The Merchant of Venice
nytheatre.com review by Martin Denton
November 13, 2010
One of my few rules as a theatre reviewer is to not see famous/classic plays that I know I dislike. The number of plays on this list is very small (I can actually only think of three: Shaw's Misalliance and Ibsen's A Doll's House are two of them). My firm prejudice against these works is personal and deep and difficult for me to shake under the best of circumstances; the theatre community is far better served by me not seeing these pieces when they are revived.
Well, dear readers, I regret to say that I broke my rule and went to see the new Broadway production of The Merchant of Venice. Shakespeare's problematic play about a Jewish moneylender who asks for a pound of the borrower's flesh in the event of default on a debt of 3,000 ducats is, as you have by now realized, the third play on my "thumbs-down" list; but the excited word-of-mouth among my critical peers (though not nytheatre.com's own David Gordon, whose assessment of the earlier incarnation of this production last summer is here), plus the chance to see a pair of actors I respect (Al Pacino and Lily Rabe) in classic roles they seemed suited for, made me decide to break my rule and give Merchant another chance.
I left at intermission.
Daniel Sullivan's production, which I was hoping would show me my error in not appreciating this play, only exacerbated all of my misgivings about it and its fitness for revival in the 21st century. Here's my basic issue with Merchant: it's essentially a fairy tale about the circuitous route that a smart and unconventional heroine (Portia) takes to win, or allow herself to be won by, a dashing though possibly less worthy young man (Bassanio). Where Rosalind and Orlando's romance is contrasted by Jaques's melancholy in As You Like It, Portia and Bassanio's is set against the story of the Jew, Shylock, whose loan to Bassanio's best friend Antonio gets the story in motion. Shylock is a tough character for audiences to deal with nowadays, because he is such an archetypal (and stereotypical) demonized Jew: greedy, grasping, malevolent, vengeful. Shakespeare wrote him at a time when it was illegal for Jews to reside in England (the edict codifying this wasn't repealed until 1656) and when Christian Churches enjoined their members from charging interest on loans on moral grounds (which didn't end until about 1620, according to this article). So the world that could produce a Merchant of Venice was in important ways different from our own; except as an aid in understanding that world, I am at a loss as to why the play would be produced at all nowadays.

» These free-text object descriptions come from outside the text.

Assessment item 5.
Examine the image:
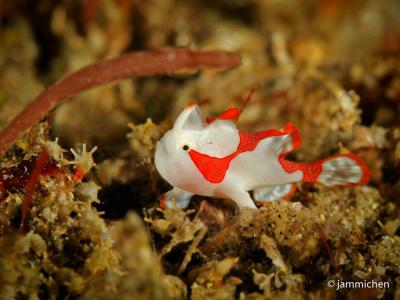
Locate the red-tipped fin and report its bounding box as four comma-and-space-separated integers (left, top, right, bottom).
206, 108, 240, 124
186, 101, 197, 108
266, 123, 302, 156
218, 108, 241, 120
206, 87, 256, 124
282, 123, 301, 152
316, 154, 370, 187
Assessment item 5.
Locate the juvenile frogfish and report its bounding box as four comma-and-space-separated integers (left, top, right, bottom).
155, 103, 370, 209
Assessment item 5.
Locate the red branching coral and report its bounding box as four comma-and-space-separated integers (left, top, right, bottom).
0, 155, 61, 202
19, 148, 50, 232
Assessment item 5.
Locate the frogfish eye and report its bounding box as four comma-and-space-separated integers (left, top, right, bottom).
182, 145, 190, 151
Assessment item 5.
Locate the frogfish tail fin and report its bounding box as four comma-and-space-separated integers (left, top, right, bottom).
312, 154, 370, 187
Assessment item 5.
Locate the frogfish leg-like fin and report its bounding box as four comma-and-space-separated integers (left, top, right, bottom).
160, 187, 194, 209
230, 190, 257, 209
253, 183, 296, 205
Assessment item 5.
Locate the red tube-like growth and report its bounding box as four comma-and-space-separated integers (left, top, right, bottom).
0, 49, 240, 155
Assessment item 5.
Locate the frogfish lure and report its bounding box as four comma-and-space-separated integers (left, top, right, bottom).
155, 102, 370, 209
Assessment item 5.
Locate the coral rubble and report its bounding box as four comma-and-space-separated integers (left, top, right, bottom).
0, 0, 399, 299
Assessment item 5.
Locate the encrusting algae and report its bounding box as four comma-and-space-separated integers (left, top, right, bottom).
0, 0, 399, 299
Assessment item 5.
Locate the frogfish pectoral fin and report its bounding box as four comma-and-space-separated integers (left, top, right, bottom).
253, 183, 296, 205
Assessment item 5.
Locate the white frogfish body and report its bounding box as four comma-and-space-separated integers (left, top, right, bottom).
155, 103, 370, 209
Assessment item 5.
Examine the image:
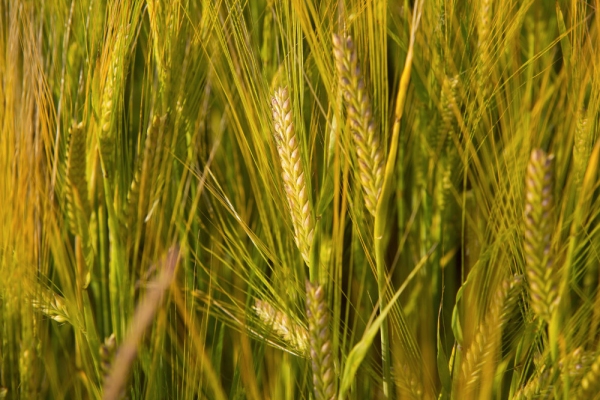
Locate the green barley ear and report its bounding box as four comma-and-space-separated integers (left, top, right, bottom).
65, 122, 91, 245
306, 281, 335, 400
460, 275, 522, 396
396, 363, 424, 399
125, 114, 165, 228
577, 352, 600, 398
66, 121, 90, 220
271, 87, 314, 265
435, 75, 460, 213
98, 29, 127, 180
31, 289, 70, 324
66, 121, 94, 287
332, 33, 384, 216
524, 149, 557, 322
513, 364, 551, 400
98, 60, 116, 178
253, 299, 309, 354
573, 110, 592, 189
438, 75, 459, 152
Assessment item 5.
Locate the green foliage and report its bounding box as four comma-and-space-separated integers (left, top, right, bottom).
1, 0, 600, 399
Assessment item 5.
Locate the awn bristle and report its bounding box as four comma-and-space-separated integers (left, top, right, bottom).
332, 33, 384, 217
524, 149, 557, 322
271, 87, 314, 264
306, 281, 335, 400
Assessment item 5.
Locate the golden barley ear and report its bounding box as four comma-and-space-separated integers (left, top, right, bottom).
306, 281, 336, 400
523, 149, 558, 322
253, 299, 309, 354
332, 33, 384, 217
271, 87, 314, 264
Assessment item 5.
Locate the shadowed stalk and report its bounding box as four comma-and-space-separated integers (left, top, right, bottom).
102, 246, 179, 400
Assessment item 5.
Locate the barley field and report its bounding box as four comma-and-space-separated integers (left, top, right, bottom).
1, 0, 600, 399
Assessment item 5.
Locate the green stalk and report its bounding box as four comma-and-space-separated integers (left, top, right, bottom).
374, 2, 422, 396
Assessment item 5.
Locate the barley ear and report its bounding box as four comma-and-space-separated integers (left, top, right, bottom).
573, 110, 591, 188
253, 299, 309, 354
98, 63, 116, 178
100, 334, 117, 382
31, 289, 70, 324
577, 352, 600, 398
524, 149, 557, 322
271, 87, 314, 265
125, 114, 165, 227
461, 275, 522, 396
66, 124, 89, 233
306, 281, 336, 400
332, 33, 384, 216
477, 0, 492, 98
66, 121, 90, 220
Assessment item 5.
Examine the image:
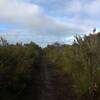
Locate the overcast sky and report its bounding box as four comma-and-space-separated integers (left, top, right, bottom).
0, 0, 99, 47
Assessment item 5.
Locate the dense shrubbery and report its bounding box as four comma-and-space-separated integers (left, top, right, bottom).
43, 32, 100, 100
0, 32, 100, 100
0, 41, 41, 100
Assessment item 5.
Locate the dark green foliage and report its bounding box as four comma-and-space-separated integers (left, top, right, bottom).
44, 32, 100, 100
0, 40, 41, 100
0, 32, 100, 100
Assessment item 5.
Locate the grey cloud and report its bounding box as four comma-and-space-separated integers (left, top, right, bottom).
0, 0, 90, 37
0, 0, 95, 47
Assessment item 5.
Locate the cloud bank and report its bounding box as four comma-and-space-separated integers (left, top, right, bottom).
0, 0, 99, 46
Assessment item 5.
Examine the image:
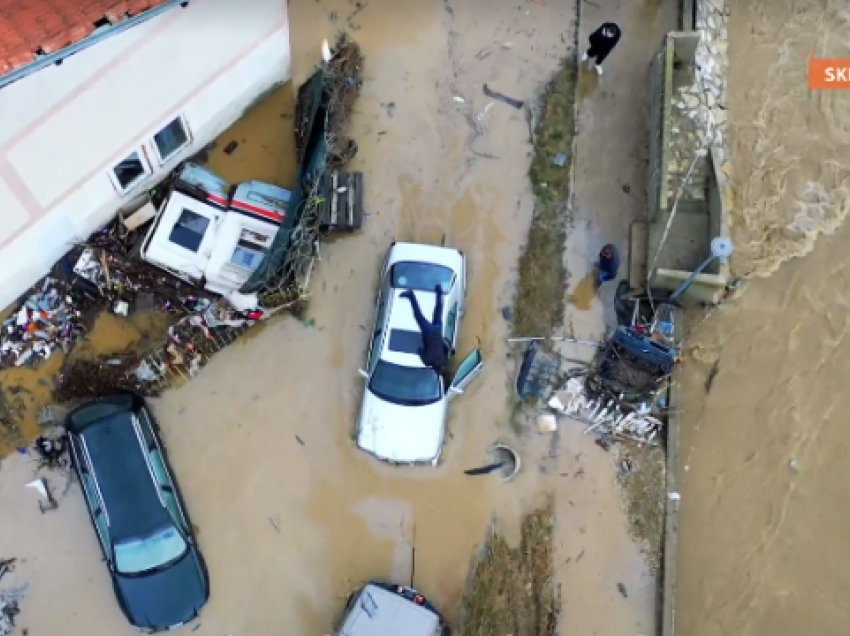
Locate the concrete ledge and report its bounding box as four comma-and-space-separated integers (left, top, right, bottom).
661, 311, 684, 636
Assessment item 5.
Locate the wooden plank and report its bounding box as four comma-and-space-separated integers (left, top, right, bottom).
330, 171, 339, 227
629, 221, 648, 289
319, 171, 365, 232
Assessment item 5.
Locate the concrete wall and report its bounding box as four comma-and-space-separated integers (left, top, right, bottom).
646, 32, 728, 303
0, 0, 291, 310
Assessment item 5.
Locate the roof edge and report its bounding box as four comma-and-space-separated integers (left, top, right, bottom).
0, 0, 188, 92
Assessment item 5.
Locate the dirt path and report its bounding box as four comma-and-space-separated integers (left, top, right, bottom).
551, 1, 678, 635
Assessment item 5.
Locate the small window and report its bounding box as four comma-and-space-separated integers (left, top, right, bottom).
109, 149, 152, 193
230, 241, 266, 272
151, 115, 190, 164
168, 209, 210, 252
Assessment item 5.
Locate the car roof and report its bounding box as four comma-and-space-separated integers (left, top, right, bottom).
80, 412, 170, 540
339, 584, 440, 636
381, 290, 437, 368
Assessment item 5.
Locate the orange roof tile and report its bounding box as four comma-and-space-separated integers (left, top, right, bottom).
0, 0, 173, 76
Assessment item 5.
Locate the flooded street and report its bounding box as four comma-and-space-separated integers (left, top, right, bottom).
677, 1, 850, 634
0, 1, 659, 635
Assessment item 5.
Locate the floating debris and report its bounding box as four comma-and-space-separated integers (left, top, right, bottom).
464, 462, 505, 476
551, 378, 665, 445
0, 277, 86, 369
32, 434, 69, 471
0, 580, 28, 636
483, 83, 525, 109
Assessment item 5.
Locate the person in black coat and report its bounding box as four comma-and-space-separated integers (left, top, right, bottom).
400, 285, 449, 372
582, 22, 622, 76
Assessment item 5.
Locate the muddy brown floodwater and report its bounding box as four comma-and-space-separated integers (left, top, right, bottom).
677, 1, 850, 635
0, 2, 657, 635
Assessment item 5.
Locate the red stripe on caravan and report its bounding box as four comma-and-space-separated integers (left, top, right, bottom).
230, 200, 284, 223
206, 193, 229, 208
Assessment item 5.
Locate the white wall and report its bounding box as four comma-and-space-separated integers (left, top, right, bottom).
0, 0, 291, 310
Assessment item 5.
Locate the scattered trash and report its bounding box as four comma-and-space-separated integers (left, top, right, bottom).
477, 102, 495, 122
552, 378, 664, 445
789, 458, 799, 471
501, 306, 512, 321
617, 582, 628, 598
32, 434, 69, 471
464, 462, 504, 476
321, 38, 333, 63
453, 95, 466, 104
25, 479, 47, 499
483, 83, 525, 109
0, 277, 86, 369
269, 515, 282, 533
553, 153, 567, 166
668, 492, 681, 501
595, 437, 612, 452
0, 580, 28, 636
223, 141, 239, 154
295, 436, 305, 446
548, 395, 565, 411
537, 412, 558, 433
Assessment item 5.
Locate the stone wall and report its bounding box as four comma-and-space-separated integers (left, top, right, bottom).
695, 0, 730, 202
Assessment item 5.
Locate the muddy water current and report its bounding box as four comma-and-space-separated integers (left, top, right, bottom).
677, 1, 850, 634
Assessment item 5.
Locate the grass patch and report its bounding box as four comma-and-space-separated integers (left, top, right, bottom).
512, 56, 578, 339
455, 498, 560, 636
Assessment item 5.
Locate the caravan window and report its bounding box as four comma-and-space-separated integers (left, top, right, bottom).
109, 149, 152, 194
151, 115, 191, 164
230, 240, 266, 272
168, 209, 210, 252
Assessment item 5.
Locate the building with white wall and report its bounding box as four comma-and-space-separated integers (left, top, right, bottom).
0, 0, 292, 310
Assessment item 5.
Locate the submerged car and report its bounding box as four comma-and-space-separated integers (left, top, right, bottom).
65, 393, 209, 633
356, 241, 483, 464
337, 581, 448, 636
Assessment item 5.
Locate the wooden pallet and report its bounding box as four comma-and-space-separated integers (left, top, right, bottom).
319, 171, 364, 233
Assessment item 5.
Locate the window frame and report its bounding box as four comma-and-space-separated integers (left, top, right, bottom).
108, 147, 153, 195
149, 113, 192, 165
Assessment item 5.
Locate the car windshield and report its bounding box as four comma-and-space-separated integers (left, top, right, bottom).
391, 262, 455, 293
369, 361, 442, 406
114, 524, 188, 575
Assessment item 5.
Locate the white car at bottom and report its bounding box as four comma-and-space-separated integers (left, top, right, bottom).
356, 242, 483, 464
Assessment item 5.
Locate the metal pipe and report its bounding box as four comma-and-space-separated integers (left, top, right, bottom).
507, 336, 600, 347
0, 0, 187, 91
669, 253, 717, 301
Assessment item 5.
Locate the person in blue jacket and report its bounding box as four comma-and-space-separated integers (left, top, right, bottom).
596, 244, 620, 288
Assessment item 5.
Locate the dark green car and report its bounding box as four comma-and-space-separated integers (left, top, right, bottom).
65, 393, 209, 633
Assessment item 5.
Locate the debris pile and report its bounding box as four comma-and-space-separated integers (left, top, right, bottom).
0, 278, 86, 368
54, 298, 255, 401
322, 32, 364, 169
32, 433, 70, 472
549, 378, 664, 445
0, 559, 27, 636
72, 220, 214, 317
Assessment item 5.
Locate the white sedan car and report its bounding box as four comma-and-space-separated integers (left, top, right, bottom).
356, 242, 483, 464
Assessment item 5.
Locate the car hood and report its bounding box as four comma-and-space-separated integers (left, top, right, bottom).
114, 549, 208, 631
357, 390, 447, 464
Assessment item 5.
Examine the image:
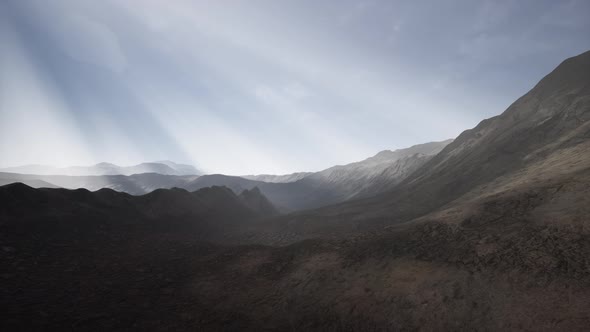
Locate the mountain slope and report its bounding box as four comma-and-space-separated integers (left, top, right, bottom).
256, 50, 590, 243
242, 172, 313, 183
302, 140, 452, 201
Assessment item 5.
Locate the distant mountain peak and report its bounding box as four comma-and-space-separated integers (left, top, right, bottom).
241, 186, 262, 195
0, 161, 202, 176
241, 172, 313, 183
238, 186, 279, 216
95, 162, 117, 167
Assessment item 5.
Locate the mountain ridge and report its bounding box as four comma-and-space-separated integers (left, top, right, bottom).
0, 161, 202, 176
0, 182, 278, 239
246, 50, 590, 244
0, 140, 453, 211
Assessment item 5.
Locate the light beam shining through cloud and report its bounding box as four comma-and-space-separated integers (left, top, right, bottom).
1, 0, 588, 174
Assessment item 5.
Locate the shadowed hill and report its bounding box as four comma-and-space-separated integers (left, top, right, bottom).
238, 187, 280, 217
0, 183, 277, 241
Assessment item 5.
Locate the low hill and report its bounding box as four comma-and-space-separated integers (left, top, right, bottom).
0, 183, 277, 241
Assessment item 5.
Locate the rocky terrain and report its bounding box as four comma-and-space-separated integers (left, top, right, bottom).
3, 193, 590, 330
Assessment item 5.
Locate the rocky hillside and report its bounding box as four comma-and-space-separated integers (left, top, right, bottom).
303, 140, 452, 201
259, 50, 590, 243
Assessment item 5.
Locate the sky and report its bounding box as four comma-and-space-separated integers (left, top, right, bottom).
0, 0, 589, 175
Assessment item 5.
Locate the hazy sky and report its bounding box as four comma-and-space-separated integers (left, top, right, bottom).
1, 0, 589, 174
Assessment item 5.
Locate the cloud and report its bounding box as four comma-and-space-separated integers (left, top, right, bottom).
1, 0, 588, 173
51, 11, 127, 73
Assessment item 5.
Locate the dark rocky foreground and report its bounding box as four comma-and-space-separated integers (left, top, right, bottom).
3, 214, 590, 331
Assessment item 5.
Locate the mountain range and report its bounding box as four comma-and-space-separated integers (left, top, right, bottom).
0, 161, 202, 176
0, 140, 451, 211
0, 182, 276, 241
1, 50, 590, 330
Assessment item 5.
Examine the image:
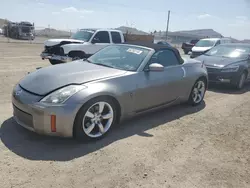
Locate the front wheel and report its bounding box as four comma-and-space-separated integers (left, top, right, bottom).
74, 97, 117, 141
188, 78, 207, 106
49, 59, 63, 65
235, 72, 247, 90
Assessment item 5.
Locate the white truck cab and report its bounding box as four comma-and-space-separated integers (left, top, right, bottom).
41, 29, 125, 65
190, 38, 232, 58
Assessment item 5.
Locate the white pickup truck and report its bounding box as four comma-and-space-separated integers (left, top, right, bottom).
40, 29, 125, 65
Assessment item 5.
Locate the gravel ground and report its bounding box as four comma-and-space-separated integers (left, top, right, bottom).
0, 42, 250, 188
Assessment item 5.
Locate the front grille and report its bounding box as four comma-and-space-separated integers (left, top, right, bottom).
206, 67, 221, 73
44, 46, 64, 55
13, 105, 34, 128
207, 74, 218, 81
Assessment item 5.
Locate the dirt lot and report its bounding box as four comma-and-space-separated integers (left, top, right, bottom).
0, 42, 250, 188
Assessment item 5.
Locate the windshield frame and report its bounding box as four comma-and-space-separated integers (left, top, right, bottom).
205, 45, 250, 59
195, 40, 217, 47
87, 44, 152, 72
70, 30, 95, 41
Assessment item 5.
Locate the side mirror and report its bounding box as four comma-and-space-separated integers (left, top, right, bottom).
148, 63, 164, 72
91, 37, 100, 44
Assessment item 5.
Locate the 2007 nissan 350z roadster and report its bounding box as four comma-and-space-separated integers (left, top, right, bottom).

Sullivan emphatically is not interested in letting the play be a key to its own time, however; the design concept indicates immediately that he is out to somehow demonstrate something timeless in Merchant. Jess Goldstein's costumes mostly suggest the late Victorian/early Edwardian period (except for Portia's lush red gown, which reminded me of something Julie Andrews might have worn in Camelot), while Mark Wendland's set is dominated by a large circular cage-like structure that covers most of the stage (it's removed for the scenes at Belmont). We see, in a wordless prologue, a group of Jews forced to remain outside this cage (the inside of it, by the way, is reminiscent of a modern stock exchange, akin to the one in Broadway's recent Enron).
I get the idea about anti-Semitism that Sullivan intends to make; what I don't get is why Sullivan makes it fuzzy by mashing up a period of institutionalized anti-Semitism (Shakespeare's time) with periods of relative tolerance (the late 1800s, today). Does Sullivan want us to believe that Jews can't work in stock exchanges nowadays? That Jews were persecuted by Queen Victoria or King Edward VII's governments? And to the extent that the play, notwithstanding its more modern trappings, depicts Venice in the 1500s, wouldn't the Jews have been locked INSIDE their ghetto rather than outside a Christian one?
So you can see that before the first word of dialogue had been uttered, Sullivan had already lost me. He never won me back. The pace felt sluggish throughout, with unnecessary transitional scenes added (for example, Portia gets her picture taken before her first scene starts) that accomplish nothing but make the play longer. Jokes that must have left 'em howling in the Globe fell flat; experienced comedic stars like Christopher Fitzgerald (Launcelot Gobbo) and Charles Kimbrough (Prince of Aragon) got laughs only with silly walks and shtick. Rabe's Portia seems detached and dispassionate while Pacino is only a notch less over-the-top as Shylock than he was as Herod in the disastrous Salome of a few seasons back. (Plus Pacino swallowed many of his lines, and deliberately worked against the meter on others; in fact the only really clear recitations of Shakespeare's poetry that I heard came from Peter Francis James and Matthew Rauch as the exposition-providers Salerio and Solanio.)
Others can and will disagree; will find things that move them and touch them in this play and this production. And that's great—indeed, I sincerely wish now that I had sent someone else to review this Merchant. Believe me, I won't break my rule again.